301657_2482552059793_1132337901_2893431_1696368286_nMeski pada awalnya saya tak tertarik membaca novel action tentang seorang alien bernama Empat, namun setelah membaca buku I am Number Four, saya jadi kepincut dengan serial Lorien Legacies karya Pittacus Lore ini. Lima bintang saya ganjarkan untuk I am Number Four, dan sejak itu rasanya lama sekali sampai buku kedua seri Lorien Legacies ini terbit. The Power of Six sudah ditunggu-tunggu banyak pembaca Indonesia sejak awal tahun 2011.

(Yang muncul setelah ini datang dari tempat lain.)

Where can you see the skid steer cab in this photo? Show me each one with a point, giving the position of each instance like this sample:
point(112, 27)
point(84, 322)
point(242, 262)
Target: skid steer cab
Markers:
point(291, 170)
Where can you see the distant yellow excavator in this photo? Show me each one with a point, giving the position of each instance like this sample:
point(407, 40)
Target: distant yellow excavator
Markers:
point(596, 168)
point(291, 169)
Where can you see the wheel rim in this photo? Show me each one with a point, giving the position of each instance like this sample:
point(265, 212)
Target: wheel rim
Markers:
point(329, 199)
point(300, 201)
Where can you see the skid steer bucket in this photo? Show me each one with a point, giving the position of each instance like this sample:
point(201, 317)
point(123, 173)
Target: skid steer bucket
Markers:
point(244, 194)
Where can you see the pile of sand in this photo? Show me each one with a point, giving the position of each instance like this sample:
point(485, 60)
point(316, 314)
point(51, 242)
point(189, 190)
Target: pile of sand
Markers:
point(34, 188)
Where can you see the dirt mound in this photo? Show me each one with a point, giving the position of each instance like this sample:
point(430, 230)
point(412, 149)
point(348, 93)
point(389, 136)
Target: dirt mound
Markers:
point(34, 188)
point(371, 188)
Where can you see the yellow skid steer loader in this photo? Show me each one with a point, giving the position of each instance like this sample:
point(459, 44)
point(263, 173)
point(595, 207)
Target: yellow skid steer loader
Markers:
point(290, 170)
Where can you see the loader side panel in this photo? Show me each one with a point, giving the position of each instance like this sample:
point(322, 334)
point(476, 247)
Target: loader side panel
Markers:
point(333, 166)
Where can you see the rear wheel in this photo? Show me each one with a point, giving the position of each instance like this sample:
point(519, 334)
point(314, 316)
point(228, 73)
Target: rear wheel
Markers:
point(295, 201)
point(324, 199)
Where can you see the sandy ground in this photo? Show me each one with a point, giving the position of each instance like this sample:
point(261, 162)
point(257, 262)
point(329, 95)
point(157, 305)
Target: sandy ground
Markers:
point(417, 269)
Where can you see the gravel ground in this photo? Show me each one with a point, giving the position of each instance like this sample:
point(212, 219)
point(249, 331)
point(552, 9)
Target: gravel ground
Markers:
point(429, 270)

Setelah membaca I am Number Four yang penuh aksi dari awal sampai akhir, plus menceritakan tentang si nomor empat John Smith, saya mengira The Power of Six akan bercerita lebih banyak tentang nomor enam. Ternyata dugaan saya keliru. The Power of Six dimulai dengan dikenalkannya Garda Loric nomor tujuh, Marina, yang terkurung di sebuah biara di Spanyol. Cepan Marina, Katarina, kini menjadi seorang suster di biara itu. Lebih mengerikan untuk pembaca team loric, Katarina menolak menghadapi kenyataan bahwa ia harus mempersiapkan Marina berjuang memulihkan Lorien. Ia menganggap kehidupannya sebelum tiba di bumi adalah sebuah dongeng, menyembunyikan peti loric, dan menolak mendengarkan Marina.

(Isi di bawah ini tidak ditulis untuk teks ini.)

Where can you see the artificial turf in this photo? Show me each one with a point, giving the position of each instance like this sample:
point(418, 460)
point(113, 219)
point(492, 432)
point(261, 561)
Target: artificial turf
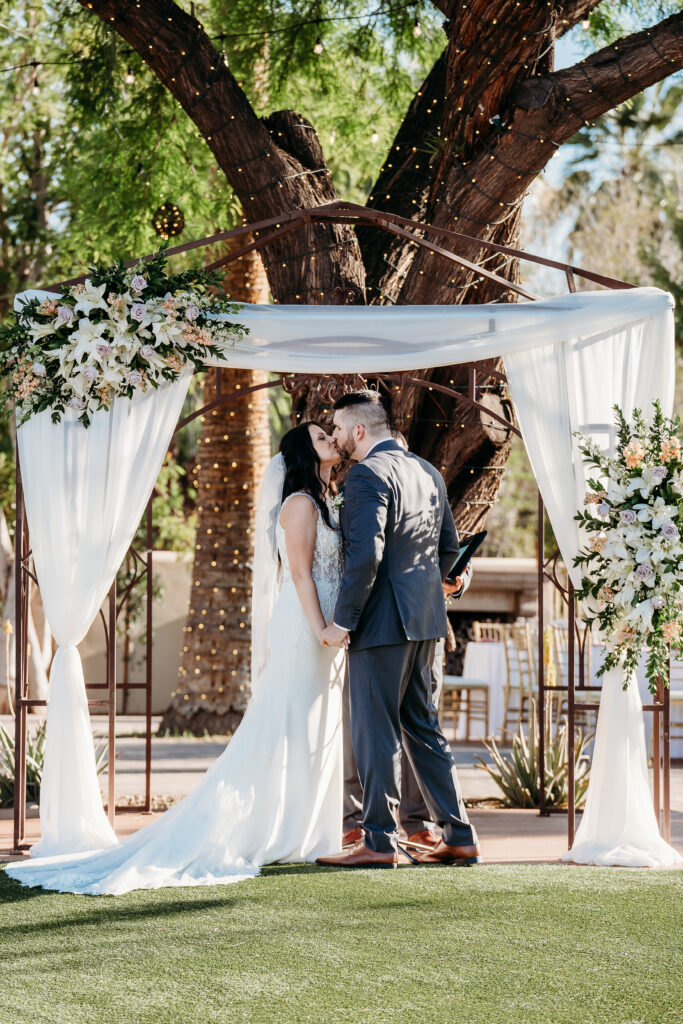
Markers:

Sementara Marina memperjuangkan petinya dari Katarina, dan berniat untuk minggat dari biara terpencil itu dengan atau tanpa Katarina, pembaca akan diajak menjalani pelarian bernama John Smith dkk. Kali ini tak hanya Mogadorian yang mengejar tiga remaja ini, tetapi juga polisi dan FBI karena John dianggap teroris internasional akibat kerusakan yang ditimbulkannya di sekolah lamanya, plus ditemukannya berbagai piranti pemalsu dokumen di rumahnya. Dalam pelarian John Smith, nomor enam menjadi pelatihnya dan Sam. Di tengah hari-hari pelarian yang terus berkejaran dengan Mogadorian dan polisi, John kehilangan petinya, dan ia harus ke sarang Mogadorian untuk mendapatkan kembali petinya, apapun resikonya. Percik-percik cinta segitiga juga sepertinya mulai timbul diantara mereka bertiga, tapi kan, John Smith sebagai Loric hanya bisa satu kali jatuh cinta, dan ia mencintai Sarah?

Berbeda dengan buku pertamanya yang dari awal hingga akhir penuh ketegangan dan beralur cepat sampai-sampai sulit diletakkan, buku kedua ini beralur lebih lambat karena perpindahan cerita di tiap bab nya bergantian dari sudut pandang Marina dan John Smith. Pittacus Lore tak berhasil memerangkap saya sepenuhnya ke dalam buku karena beberapa bagian buat saya tidak perlu. Buku ini baru benar-benar memerangkap saya di halaman 200an, karena mulai banyak aksinya, dan adrenalin pun mulai terpompa. Sayangnya, karena keseruan (untuk saya) baru dimulai di halaman 200-an, rasanya jadi terlalu cepat berakhir juga. Pertempurannya kurang lama dan kurang banyak. Saya juga sukses dibuat mengerutkan kening karena karakter Sarah yang tiba-tiba ababil, bikin pengen lemparin terasi. Yang juga tidak memuaskan juga karena meski peranan Enam vital di buku ini, porsi untuknya terasa terlalu sedikit, padahal namanya dijadikan judul. Porsinya masih dibawah Marina dan John, dan yang paling penting, pembaca tidak diajak menyelami pikiran nomor enam (cuma sedikit, itupun di booklet terlampir).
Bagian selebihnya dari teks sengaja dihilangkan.